Aux lendemains de la Seconde Guerre mondiale, la Fédération CGT des travailleurs de la métallurgie atteint un sommet, en tutoyant le million d’adhérents au cours de l’année 1947. Toutefois, de ces 960 000 membres, il n’en reste au début des années cinquante qu’un tiers seulement. De multiples facteurs peuvent expliquer cette défection, comme le départ d’adhérents et la non-reprise des cartes syndicales avec la scission de Force ouvrière à la fin de l’année 1947 ou encore la virulente répression patronale et policière qui refroidit les plus indécis. La stratégie syndicale elle-même a pu s’éloigner des préoccupations des salariés, en s’orientant prioritairement vers la défense de l’Union soviétique et la lutte contre les guerres coloniales.
Un contrat d’émulation
Pour autant, le mouvement syndical ne reste pas spectateur de cette situation. Aux côtés des traditionnelles campagnes de syndicalisation, une initiative retient plus particulièrement l’attention. Le 22 avril 1954, à Raismes (Nord), les Unions des syndicats des travailleurs de la métallurgie (USTM) des départements du Nord et de la Seine signent un contrat, en présence de leurs secrétaires généraux respectifs, Gustave Ansart et André Lunet, ainsi que de Jean Marillier, secrétaire fédéral. Le document, reproduit ci-contre, énonce les conditions d’un concours d’émulation, c’est-à-dire d’une course au recrutement de nouveaux syndiqués et à la perception des cotisations entre les deux structures syndicales.
Il est ainsi prévu que l’épreuve se déroule du 1er avril au 28 novembre 1954, au second jour du XIXe congrès fédéral qui doit se tenir à Paris. Quatre critères sont définis :
1° Le pourcentage de syndiqués rapporté au nombre de salariés occupés dans la métallurgie du département ;
2° Le nombre de cartes syndicales payées, rapporté à celles réglées à la même période pour l’année 1953 ;
3° Le nombre de cotisations syndicales payées, rapporté à celles réglées à la même période pour l’année 1953 ;
4° La moyenne du nombre de timbres apposé sur les cartes syndicales.

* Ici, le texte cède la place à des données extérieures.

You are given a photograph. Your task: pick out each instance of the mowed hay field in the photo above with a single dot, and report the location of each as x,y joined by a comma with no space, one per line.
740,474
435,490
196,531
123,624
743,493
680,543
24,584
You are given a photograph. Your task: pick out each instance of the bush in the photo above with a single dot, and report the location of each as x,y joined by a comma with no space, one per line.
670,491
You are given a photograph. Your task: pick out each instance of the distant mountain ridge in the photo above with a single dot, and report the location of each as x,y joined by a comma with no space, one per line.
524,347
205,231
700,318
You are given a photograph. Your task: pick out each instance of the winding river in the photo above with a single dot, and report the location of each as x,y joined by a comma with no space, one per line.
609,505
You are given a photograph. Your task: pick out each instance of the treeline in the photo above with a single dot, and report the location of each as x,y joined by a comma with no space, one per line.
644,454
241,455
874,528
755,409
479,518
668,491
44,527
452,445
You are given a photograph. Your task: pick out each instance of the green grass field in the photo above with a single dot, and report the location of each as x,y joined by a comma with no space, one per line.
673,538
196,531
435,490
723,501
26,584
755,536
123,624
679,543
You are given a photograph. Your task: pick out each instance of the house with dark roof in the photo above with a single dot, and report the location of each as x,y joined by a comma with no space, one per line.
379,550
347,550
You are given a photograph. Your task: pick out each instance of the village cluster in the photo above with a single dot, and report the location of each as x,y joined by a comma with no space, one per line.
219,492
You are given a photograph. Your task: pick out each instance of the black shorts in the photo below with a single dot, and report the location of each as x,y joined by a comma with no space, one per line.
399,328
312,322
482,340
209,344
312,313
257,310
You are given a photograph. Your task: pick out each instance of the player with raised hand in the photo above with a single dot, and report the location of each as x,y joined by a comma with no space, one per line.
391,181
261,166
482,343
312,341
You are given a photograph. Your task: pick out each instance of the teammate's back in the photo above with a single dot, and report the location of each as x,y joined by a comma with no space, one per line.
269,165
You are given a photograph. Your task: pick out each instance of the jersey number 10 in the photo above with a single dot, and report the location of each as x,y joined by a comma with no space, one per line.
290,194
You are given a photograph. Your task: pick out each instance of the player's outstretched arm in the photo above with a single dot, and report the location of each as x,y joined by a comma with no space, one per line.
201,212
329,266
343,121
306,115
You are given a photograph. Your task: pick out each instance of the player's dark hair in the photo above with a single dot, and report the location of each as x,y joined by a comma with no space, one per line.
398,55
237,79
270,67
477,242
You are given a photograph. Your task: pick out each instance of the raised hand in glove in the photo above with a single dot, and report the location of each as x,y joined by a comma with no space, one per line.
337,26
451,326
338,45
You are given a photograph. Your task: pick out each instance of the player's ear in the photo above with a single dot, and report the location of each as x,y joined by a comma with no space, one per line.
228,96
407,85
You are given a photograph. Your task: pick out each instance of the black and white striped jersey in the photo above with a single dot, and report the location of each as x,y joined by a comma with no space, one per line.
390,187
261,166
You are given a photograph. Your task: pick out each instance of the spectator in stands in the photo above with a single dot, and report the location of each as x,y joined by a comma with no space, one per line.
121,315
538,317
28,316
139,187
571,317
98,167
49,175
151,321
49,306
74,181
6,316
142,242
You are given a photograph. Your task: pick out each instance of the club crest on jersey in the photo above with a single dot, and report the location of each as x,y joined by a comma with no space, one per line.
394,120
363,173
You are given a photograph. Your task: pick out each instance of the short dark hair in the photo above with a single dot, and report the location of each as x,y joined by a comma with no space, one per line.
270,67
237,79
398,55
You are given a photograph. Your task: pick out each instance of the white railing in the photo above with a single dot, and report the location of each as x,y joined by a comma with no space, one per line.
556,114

Le classement s’effectue en additionnant les places obtenues pour chaque critère. Il est prévu que cette compétition fraternelle se déroule en trois étapes : un classement intermédiaire est ainsi fixé à la fin juin, puis à la fin septembre, avant le classement définitif prononcé à l’occasion du congrès fédéral. Le vainqueur de chacune de ces étapes pourra remporter avec lui le fanion de la victoire ! Les gains en jeu, bien que symboliques, intéressent directement l’activité syndicale : le premier prix est une machine à écrire portative, le second est un vélomoteur « Mobylette » de chez Motobécane.
Une lutte fraternelle
Cette initiative ne reste pas isolée, puisque les syndicats et sections syndicales des deux USTM n’hésitent pas à se lancer des défis amicaux, à l’image de Fives-Lille contre Renault Billancourt ou de Bondy contre Armentières. Dans le même sens, l’Union des syndicats des travailleurs de la métallurgie du Rhône signe un contrat d’émulation similaire avec son homologue de Seine-et-Oise à Lyon le 17 juin 1954, en présence d’Alfred Costes, secrétaire fédéral.
Le résultat de la première manche est annoncé le samedi 3 juillet au parc de loisirs et de culture de Baillet-en-France, propriété des métallurgistes parisiens. Si le premier critère est remporté par les métallurgistes parisiens, les trois suivants le sont par leurs camarades septentrionaux. Jean Breteau peut donc proclamer la victoire de l’USTM du Nord, qui ramène avec elle le fanion tant convoité. De son côté, l’USTM de la Seine tire les enseignements de cette défaite. Certes, 5 900 adhésions nouvelles ont été réalisées, avec quelques bons élèves comme Renault Billancourt (625) et Saint-Denis (438). Mais en dépit d’une grève générale de 24 heures particulièrement bien suivie dans la région parisienne le 28 avril 1954, les retombées en termes d’adhésions nouvelles ont été faibles. Le recrutement n’est toujours pas une préoccupation permanente. Pire, trop d’inégalités subsistent au niveau de l’engagement des syndicats et sections syndicales, tandis que les syndiqués ne sont pas assez associés à cette compétition.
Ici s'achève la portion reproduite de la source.